The CT scans of CMM-V-4536 (Fig. 3) reveal that there was no development of a frontal sinus, although the anterior portion of the frontal is broadly excavated where it received the posterior part of the nasal passage or a maxillary sinus. In the protocetid Aegyptocetus tarfa, a similarly positioned intracranial cavity has been referred to as the maxillary sinus (actually subdivided into medial and lateral parts), and in that taxon, the maxilla forms the anterior wall of the cavity and a thin partition that separates it from the nasal passages proper (Bianucci and Gingerich, 2011: Fig. 4). Although no such lamina is preserved in CMM-V-4536, given the preservation of the skull, we would not be surprised if such a structure was lost during its exhumation or transport by the Pamunkey River. Among cetaceans, frontal sinuses have been reported in the basilosaurid Dorudon (Uhen, 2004, Figs. 29D, 31), the protocetid Carolinacetus (Geisler et al., 2005), and the remingtonocetid Remingtonocetus (Bajpai et al., 2011). In each case, the structure reported as a frontal sinus is an intracranial excavation of the frontal bone. However, without more detailed descriptions of how these spaces relate to vascular foramina, the diploe of the frontal bone, and/or the nasal passages, the differences between CMM-V-4536 and these specimens may simply reflect different terminology for similar morphology.

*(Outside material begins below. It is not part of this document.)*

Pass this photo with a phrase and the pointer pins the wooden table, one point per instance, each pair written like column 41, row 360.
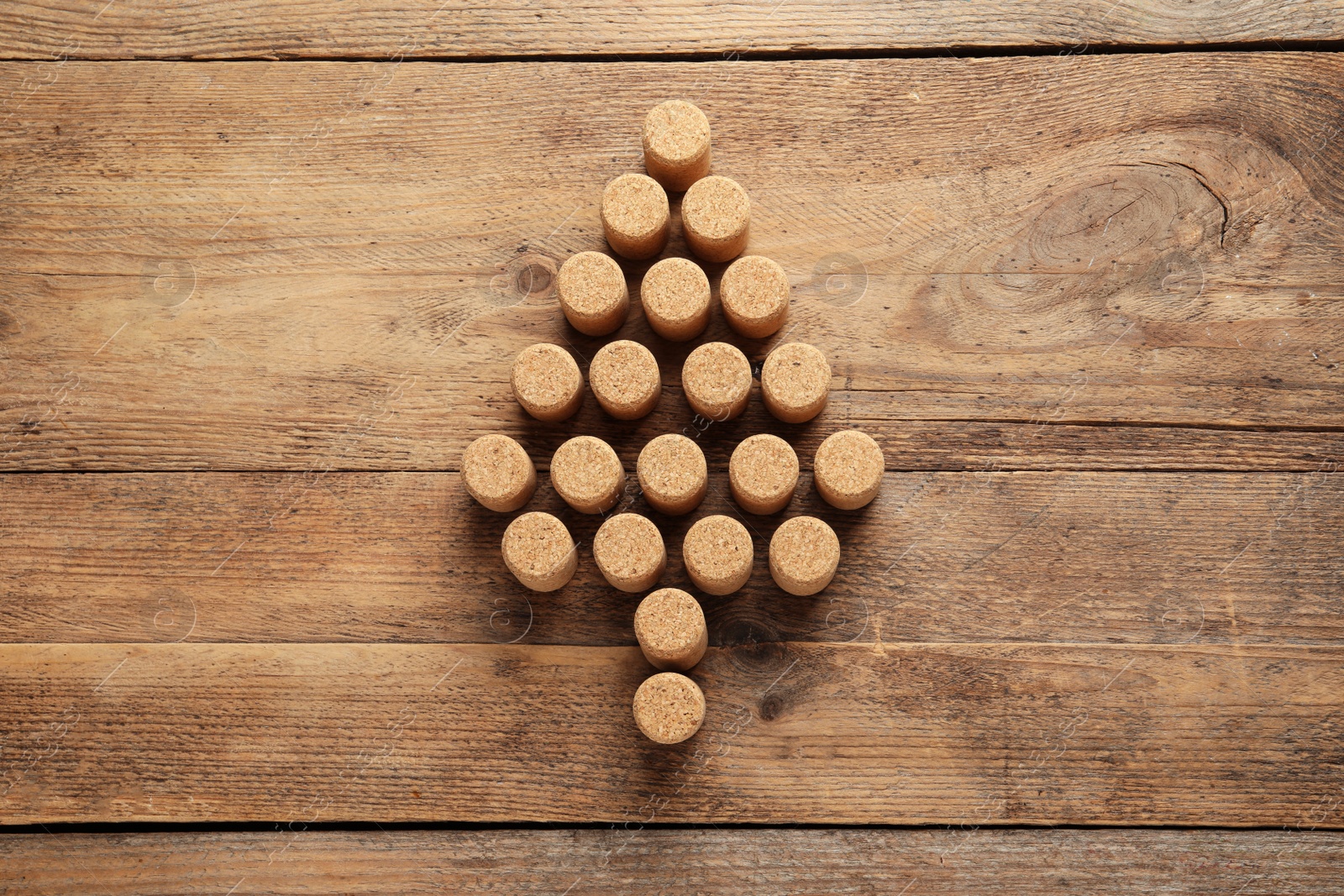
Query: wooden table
column 265, row 266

The dorsal surface of the frontal has a scattering of over a dozen minute foramina (only three of which are indicated in Fig. 1A) which we interpreted as having carried frontal diploic veins. Most of the foramina face dorsally or laterally and are within 30 mm of the sutural surface with the nasal. Similarly positioned foramina occur in Georgiacetus (personal observation), although in the holotype of that taxon the foramina are larger, face anteriorly, and lead into distinct anteroposteriorly aligned sulci. Intracranially, the foramina for the frontal diploic veins can be traced into a ragged space that is continuous with the diploe of the frontal bone (Fig. 3I–M). Ventrally, this diploic sinus connects with the canals for the olfactory bulbs. Additional diploic veins connected to this space open into the roof of the orbit (Fig. 1B).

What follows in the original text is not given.